Скорее для проформы, чем по надобности,  он сходил в туалет, спустил там воду, специально для жены приоткрыв дверь, и пошел на кухню. Там он взял кружку недопитого с вечера чая, ставшего к утру холодным и сладким – как он и любил- и сел у окна, прихлебывая помаленьку из кружки.
           « Надо же, как история с найденным Знаменем зацепила меня, аж сны такие вот снятся. Давно у меня ничего похожего не было.»
        Иногда ему снились военные сны, в которых он и ползал по – пластунски, и ликвидировал огневые точки врага, и даже подбивал гранатой фашистские танки. В них самым страшным для него был момент, когда ты лежишь в танковой колее и пережидаешь, когда эта стальная махина проедет над тобой, а ты потом сможешь запулить ей вдогонку гранату. Снились ему еще почему-то сны про красивых болгарских партизан, именно так их там называли. Но вот такие, подробные, с явно услышанной немецкой речью, с последней гранатой в кармане и Знаменем части за пазухой- такое было впервые. И как это можно было объяснить Иван Иваныч не знал.

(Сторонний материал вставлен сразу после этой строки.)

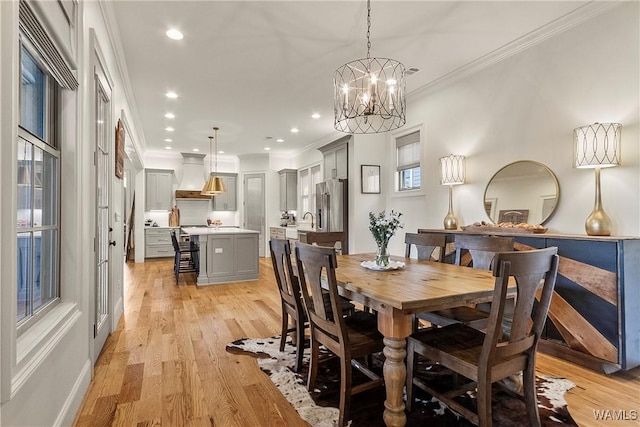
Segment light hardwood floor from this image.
[74,258,640,427]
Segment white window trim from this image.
[387,123,427,199]
[0,2,83,403]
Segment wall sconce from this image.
[440,154,465,230]
[573,123,622,236]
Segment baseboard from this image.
[53,359,92,427]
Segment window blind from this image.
[396,131,420,170]
[20,1,78,90]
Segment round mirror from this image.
[484,160,560,224]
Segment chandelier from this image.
[333,0,406,133]
[205,127,224,196]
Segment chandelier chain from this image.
[367,0,371,59]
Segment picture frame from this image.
[360,165,380,194]
[115,119,125,179]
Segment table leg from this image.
[383,337,407,427]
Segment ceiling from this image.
[113,0,586,160]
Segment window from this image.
[396,131,421,191]
[16,44,61,332]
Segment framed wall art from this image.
[360,165,380,194]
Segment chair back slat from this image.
[404,233,447,262]
[298,231,347,255]
[480,247,558,365]
[169,229,180,252]
[296,242,348,347]
[269,239,304,310]
[455,234,513,270]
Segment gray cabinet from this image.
[278,169,298,211]
[145,169,173,211]
[144,227,175,258]
[198,230,259,285]
[318,136,351,180]
[213,173,238,211]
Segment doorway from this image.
[90,39,114,365]
[243,173,265,257]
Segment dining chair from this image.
[404,233,447,262]
[406,247,558,427]
[295,243,384,427]
[417,234,513,330]
[269,239,307,372]
[269,239,355,372]
[169,229,200,283]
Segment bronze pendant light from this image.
[200,127,225,196]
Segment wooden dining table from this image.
[336,254,508,427]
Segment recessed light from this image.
[165,28,184,40]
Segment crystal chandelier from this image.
[333,0,406,133]
[205,127,224,196]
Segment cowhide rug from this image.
[227,337,577,427]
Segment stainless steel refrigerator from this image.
[316,179,349,253]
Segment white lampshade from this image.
[440,154,465,185]
[573,123,622,168]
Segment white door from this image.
[243,173,265,257]
[91,57,115,364]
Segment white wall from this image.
[293,2,640,255]
[387,2,640,254]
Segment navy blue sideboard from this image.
[418,229,640,373]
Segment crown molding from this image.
[407,0,626,99]
[99,0,147,158]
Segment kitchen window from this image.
[16,42,61,333]
[396,131,421,191]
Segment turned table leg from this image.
[383,338,407,427]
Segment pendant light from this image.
[333,0,406,133]
[200,127,229,196]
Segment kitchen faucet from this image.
[302,212,314,228]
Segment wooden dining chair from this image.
[269,239,355,372]
[407,247,558,427]
[296,243,384,427]
[269,239,307,372]
[417,234,513,329]
[404,233,447,262]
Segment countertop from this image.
[181,227,259,236]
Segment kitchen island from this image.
[182,227,259,286]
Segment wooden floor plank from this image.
[73,259,640,427]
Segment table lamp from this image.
[440,154,464,230]
[573,123,622,236]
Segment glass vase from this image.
[375,245,389,267]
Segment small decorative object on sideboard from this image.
[369,211,404,267]
[460,221,548,234]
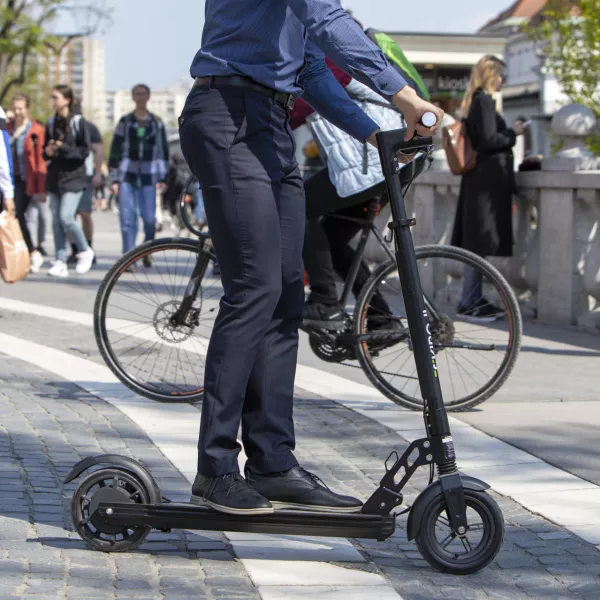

 Он допил холодный чай и пошел досыпать. В эту ночь он больше не воевал.

                Часть 3.
             Ближе к обеду позвонил военком, четко сообщил, что есть новости и попросил приехать к нему в кабинет для разговора. Иван Иванович был уверен, что полковник раздобудет нужную информацию, но то, что он сделает это так быстро, приятно удивило его и вызвало уважение.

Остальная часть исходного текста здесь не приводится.